Cisco beat expectations for revenue and profit in its first earnings report under new CEO Chuck Robbins, touting growth in its switching and routing business as the company battles for market share against emerging network technology competitors.
Revenues for Cisco’s fourth quarter, which ended July 25, hit $12.8 billion, for net income of $2.3 billion, or 59 cents per share excluding some items. Analysts had expected revenue of $12.65 billion and net income of 56 cents per share, according to Reuters.
In announcing the results on Wednesday, executives highlighted growth in Cisco switch and router sales, up 2 and 3 percent respectively over the same quarter last year. Those may sound like slim increases, but they come as partial rebuttal to critics who expect changing approaches to networking to undermine the titan’s market share.
Robbins, who officially took over as CEO on July 27, also stressed progress in security, a market the company has targeted for takeover. Cisco last month acquired hybrid cloud security firm OpenDNS to bolster those efforts.

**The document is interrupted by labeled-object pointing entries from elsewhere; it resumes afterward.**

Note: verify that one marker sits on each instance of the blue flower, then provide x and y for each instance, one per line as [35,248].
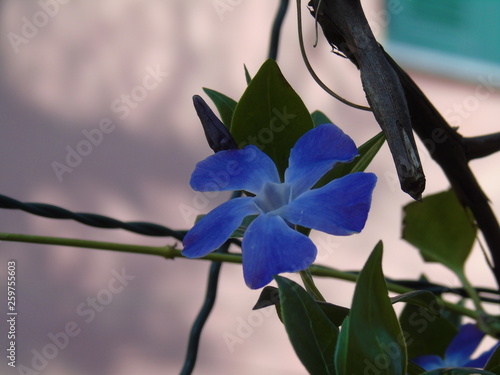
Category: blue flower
[458,353]
[270,244]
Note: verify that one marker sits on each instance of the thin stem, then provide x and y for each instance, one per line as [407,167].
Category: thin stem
[471,291]
[313,73]
[310,285]
[170,252]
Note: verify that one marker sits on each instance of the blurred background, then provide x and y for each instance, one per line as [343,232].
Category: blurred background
[130,68]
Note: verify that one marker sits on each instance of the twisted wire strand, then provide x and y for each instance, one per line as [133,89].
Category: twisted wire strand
[93,220]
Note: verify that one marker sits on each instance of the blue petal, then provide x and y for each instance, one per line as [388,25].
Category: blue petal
[246,169]
[463,345]
[271,247]
[315,153]
[481,361]
[429,362]
[214,229]
[340,207]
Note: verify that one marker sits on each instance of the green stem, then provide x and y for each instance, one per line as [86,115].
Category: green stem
[471,291]
[170,252]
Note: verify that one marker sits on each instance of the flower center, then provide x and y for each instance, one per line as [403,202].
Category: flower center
[273,196]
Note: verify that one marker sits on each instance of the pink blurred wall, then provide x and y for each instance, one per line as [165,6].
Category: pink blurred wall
[65,79]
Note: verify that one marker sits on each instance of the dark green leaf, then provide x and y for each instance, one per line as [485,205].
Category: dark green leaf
[425,331]
[319,118]
[270,296]
[441,229]
[422,298]
[367,152]
[225,105]
[270,115]
[374,342]
[311,333]
[238,233]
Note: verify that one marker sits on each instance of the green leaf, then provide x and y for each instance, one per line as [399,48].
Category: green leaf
[422,298]
[441,229]
[335,313]
[319,118]
[367,152]
[270,296]
[425,330]
[270,115]
[225,105]
[374,342]
[414,369]
[311,333]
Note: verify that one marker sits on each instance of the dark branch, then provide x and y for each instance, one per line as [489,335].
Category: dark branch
[479,147]
[346,28]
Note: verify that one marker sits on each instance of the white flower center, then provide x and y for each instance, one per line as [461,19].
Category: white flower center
[273,196]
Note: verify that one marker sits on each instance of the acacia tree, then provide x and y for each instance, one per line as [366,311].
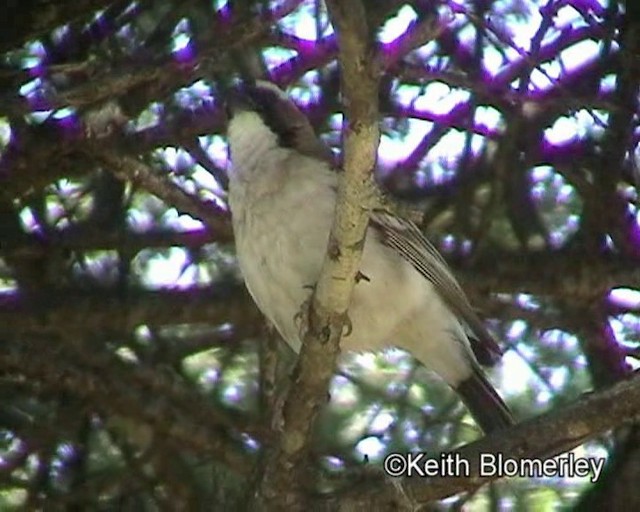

Interestingly, security is where Cisco is hyping the “shift to software,” with Robbins pointing out on a conference call Wednesday that software made up 47 percent of the company’s security sales for the quarter, which were up 4 percent.
For the duration of the conference call with investors, Cisco executives did not mention software-defined networking, with Robbins at one point mentioning “NFV and …” before pausing to continue on another track.
“In the past 90 days we’ve seen an infectious energy emerging at Cisco,” said Robbins. “I really do believe the best years for Cisco are ahead.”